One company that that has been able build its success so far on collaboration is New Zealand-based start-up Xero. 

Chris Ridd, Xero Australia and New Zealand managing director, said the company has built its entire product offering based on the concept of collaboration.

"The collaboration culture certainly within Xero is driven from the top down. We're all about sharing information and sharing ideas to ensure we don't have to corporate structure and politics, or islands of information. Even in some cases, I find it amusing our CEO Rod Drury is transparent too," he said.

Ridd explained that the company's recent decision to rollout and replace Office 365 with Google apps at the end of December last year has helped spawn new ways of collaboration.

"It was a big shift, and initially we really struggled to move to Gmail. But about three months down the track it started to click, and now we have the whole notion of working anywhere, anytime, any devices, and it lends itself to making everything now accessible in the cloud," he said, highlighting the company's focus on change management really eased the company into adopting the new technology.

The report also identified there's a direct correlation between how collaborative a business is and its business performance.

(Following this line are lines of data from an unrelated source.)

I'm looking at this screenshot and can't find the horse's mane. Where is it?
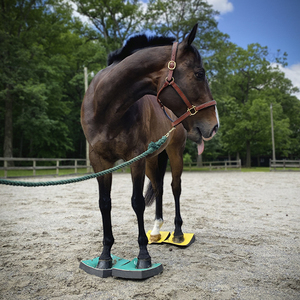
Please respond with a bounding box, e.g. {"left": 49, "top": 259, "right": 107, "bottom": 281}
{"left": 107, "top": 34, "right": 176, "bottom": 66}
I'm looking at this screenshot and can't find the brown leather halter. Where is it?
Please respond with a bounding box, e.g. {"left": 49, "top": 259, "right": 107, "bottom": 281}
{"left": 157, "top": 42, "right": 217, "bottom": 127}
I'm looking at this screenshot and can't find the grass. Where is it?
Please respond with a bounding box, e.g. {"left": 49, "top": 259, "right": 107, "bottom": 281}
{"left": 1, "top": 166, "right": 299, "bottom": 179}
{"left": 0, "top": 168, "right": 90, "bottom": 178}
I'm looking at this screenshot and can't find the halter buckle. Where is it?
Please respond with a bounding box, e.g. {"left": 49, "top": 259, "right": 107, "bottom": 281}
{"left": 187, "top": 105, "right": 198, "bottom": 116}
{"left": 168, "top": 60, "right": 176, "bottom": 70}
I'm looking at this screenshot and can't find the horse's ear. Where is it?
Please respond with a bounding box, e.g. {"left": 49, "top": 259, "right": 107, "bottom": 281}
{"left": 183, "top": 23, "right": 198, "bottom": 46}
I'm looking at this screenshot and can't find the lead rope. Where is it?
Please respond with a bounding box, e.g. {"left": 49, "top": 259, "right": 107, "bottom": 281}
{"left": 0, "top": 129, "right": 175, "bottom": 187}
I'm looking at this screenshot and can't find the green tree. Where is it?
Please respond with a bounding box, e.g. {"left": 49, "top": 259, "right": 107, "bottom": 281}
{"left": 211, "top": 44, "right": 299, "bottom": 166}
{"left": 145, "top": 0, "right": 228, "bottom": 56}
{"left": 73, "top": 0, "right": 144, "bottom": 52}
{"left": 0, "top": 0, "right": 105, "bottom": 158}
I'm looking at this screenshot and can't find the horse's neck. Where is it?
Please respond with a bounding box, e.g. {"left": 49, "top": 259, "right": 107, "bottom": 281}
{"left": 94, "top": 46, "right": 171, "bottom": 121}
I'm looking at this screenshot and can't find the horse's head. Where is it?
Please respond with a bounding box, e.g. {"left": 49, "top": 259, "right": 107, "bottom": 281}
{"left": 157, "top": 24, "right": 219, "bottom": 154}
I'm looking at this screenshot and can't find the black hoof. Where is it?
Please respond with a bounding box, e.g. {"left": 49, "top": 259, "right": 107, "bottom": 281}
{"left": 173, "top": 235, "right": 184, "bottom": 243}
{"left": 137, "top": 258, "right": 152, "bottom": 269}
{"left": 97, "top": 259, "right": 112, "bottom": 269}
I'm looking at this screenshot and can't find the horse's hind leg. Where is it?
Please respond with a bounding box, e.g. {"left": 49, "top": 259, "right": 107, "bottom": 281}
{"left": 90, "top": 152, "right": 114, "bottom": 269}
{"left": 145, "top": 151, "right": 168, "bottom": 241}
{"left": 131, "top": 159, "right": 151, "bottom": 269}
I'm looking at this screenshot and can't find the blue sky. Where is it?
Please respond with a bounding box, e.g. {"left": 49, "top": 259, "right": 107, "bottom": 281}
{"left": 208, "top": 0, "right": 300, "bottom": 98}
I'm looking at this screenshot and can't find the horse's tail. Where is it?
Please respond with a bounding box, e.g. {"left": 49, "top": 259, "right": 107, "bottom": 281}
{"left": 144, "top": 150, "right": 168, "bottom": 207}
{"left": 145, "top": 181, "right": 156, "bottom": 207}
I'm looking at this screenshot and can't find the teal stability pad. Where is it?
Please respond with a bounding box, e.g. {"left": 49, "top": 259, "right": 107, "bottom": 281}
{"left": 79, "top": 255, "right": 130, "bottom": 278}
{"left": 112, "top": 258, "right": 163, "bottom": 279}
{"left": 79, "top": 255, "right": 163, "bottom": 279}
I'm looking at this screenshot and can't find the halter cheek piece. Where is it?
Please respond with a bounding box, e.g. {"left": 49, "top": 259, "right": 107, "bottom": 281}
{"left": 156, "top": 42, "right": 217, "bottom": 127}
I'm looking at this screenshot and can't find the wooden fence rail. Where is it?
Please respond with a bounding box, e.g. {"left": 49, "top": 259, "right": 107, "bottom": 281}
{"left": 270, "top": 159, "right": 300, "bottom": 170}
{"left": 0, "top": 157, "right": 92, "bottom": 178}
{"left": 1, "top": 157, "right": 243, "bottom": 178}
{"left": 184, "top": 159, "right": 242, "bottom": 171}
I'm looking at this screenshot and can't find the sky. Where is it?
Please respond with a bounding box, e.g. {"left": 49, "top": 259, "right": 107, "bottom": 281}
{"left": 207, "top": 0, "right": 300, "bottom": 99}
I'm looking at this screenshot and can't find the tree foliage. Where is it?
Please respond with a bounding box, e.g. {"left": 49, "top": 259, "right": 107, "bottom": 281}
{"left": 1, "top": 0, "right": 299, "bottom": 166}
{"left": 73, "top": 0, "right": 144, "bottom": 51}
{"left": 0, "top": 0, "right": 105, "bottom": 158}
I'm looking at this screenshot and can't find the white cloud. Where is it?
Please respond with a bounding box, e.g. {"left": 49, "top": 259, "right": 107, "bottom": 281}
{"left": 275, "top": 63, "right": 300, "bottom": 100}
{"left": 207, "top": 0, "right": 234, "bottom": 14}
{"left": 66, "top": 1, "right": 92, "bottom": 25}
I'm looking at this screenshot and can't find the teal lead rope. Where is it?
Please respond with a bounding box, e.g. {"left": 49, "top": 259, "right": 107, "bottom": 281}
{"left": 0, "top": 135, "right": 168, "bottom": 187}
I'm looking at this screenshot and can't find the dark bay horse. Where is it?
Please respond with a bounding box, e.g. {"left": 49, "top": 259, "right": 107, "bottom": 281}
{"left": 81, "top": 24, "right": 219, "bottom": 270}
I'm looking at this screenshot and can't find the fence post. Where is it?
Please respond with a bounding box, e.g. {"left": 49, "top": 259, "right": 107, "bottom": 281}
{"left": 225, "top": 161, "right": 227, "bottom": 170}
{"left": 239, "top": 159, "right": 241, "bottom": 170}
{"left": 33, "top": 160, "right": 36, "bottom": 176}
{"left": 209, "top": 162, "right": 212, "bottom": 171}
{"left": 4, "top": 160, "right": 7, "bottom": 178}
{"left": 75, "top": 159, "right": 78, "bottom": 174}
{"left": 283, "top": 159, "right": 286, "bottom": 170}
{"left": 56, "top": 160, "right": 59, "bottom": 176}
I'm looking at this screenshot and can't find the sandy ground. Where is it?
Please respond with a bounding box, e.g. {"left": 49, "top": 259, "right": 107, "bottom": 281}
{"left": 0, "top": 171, "right": 299, "bottom": 300}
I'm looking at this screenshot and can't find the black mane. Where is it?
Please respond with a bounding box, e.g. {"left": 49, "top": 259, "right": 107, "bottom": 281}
{"left": 107, "top": 34, "right": 176, "bottom": 66}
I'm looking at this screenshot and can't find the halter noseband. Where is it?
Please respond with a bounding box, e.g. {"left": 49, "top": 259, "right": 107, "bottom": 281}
{"left": 156, "top": 42, "right": 217, "bottom": 127}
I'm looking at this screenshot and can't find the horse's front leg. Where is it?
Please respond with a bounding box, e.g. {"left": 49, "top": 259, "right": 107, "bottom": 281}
{"left": 90, "top": 151, "right": 114, "bottom": 269}
{"left": 131, "top": 159, "right": 151, "bottom": 269}
{"left": 96, "top": 171, "right": 114, "bottom": 269}
{"left": 167, "top": 150, "right": 184, "bottom": 243}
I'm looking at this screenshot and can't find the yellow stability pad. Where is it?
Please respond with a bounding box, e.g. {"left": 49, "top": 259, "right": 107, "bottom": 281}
{"left": 146, "top": 231, "right": 170, "bottom": 244}
{"left": 163, "top": 232, "right": 195, "bottom": 247}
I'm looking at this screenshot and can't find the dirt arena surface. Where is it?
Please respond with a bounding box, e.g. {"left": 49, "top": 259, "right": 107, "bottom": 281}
{"left": 0, "top": 171, "right": 299, "bottom": 299}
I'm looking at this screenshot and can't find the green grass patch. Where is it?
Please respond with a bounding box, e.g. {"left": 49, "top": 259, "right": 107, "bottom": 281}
{"left": 0, "top": 168, "right": 90, "bottom": 178}
{"left": 2, "top": 166, "right": 299, "bottom": 178}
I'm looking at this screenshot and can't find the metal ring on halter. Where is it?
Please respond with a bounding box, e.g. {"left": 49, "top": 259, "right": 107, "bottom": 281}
{"left": 165, "top": 77, "right": 174, "bottom": 84}
{"left": 168, "top": 61, "right": 176, "bottom": 70}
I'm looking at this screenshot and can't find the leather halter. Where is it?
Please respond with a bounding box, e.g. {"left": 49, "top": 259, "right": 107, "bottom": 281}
{"left": 156, "top": 42, "right": 217, "bottom": 127}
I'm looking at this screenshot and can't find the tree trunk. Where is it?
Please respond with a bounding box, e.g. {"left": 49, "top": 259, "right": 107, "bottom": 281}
{"left": 246, "top": 140, "right": 251, "bottom": 167}
{"left": 3, "top": 88, "right": 14, "bottom": 166}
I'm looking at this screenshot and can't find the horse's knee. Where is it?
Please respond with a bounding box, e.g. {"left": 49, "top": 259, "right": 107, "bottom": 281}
{"left": 131, "top": 195, "right": 145, "bottom": 214}
{"left": 99, "top": 197, "right": 111, "bottom": 213}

"We asked the respondents how critical is collaboration in your organisation, and it came back quite obviously that organisations that valued collaboration were growing faster than their competitors. Businesses that were growing at the same pace as the competitors found collaboration was somewhat important, and the businesses that were struggling or growing slower than their competitors, 20 percent were saying collaboration wasn't important," O'Mahony said.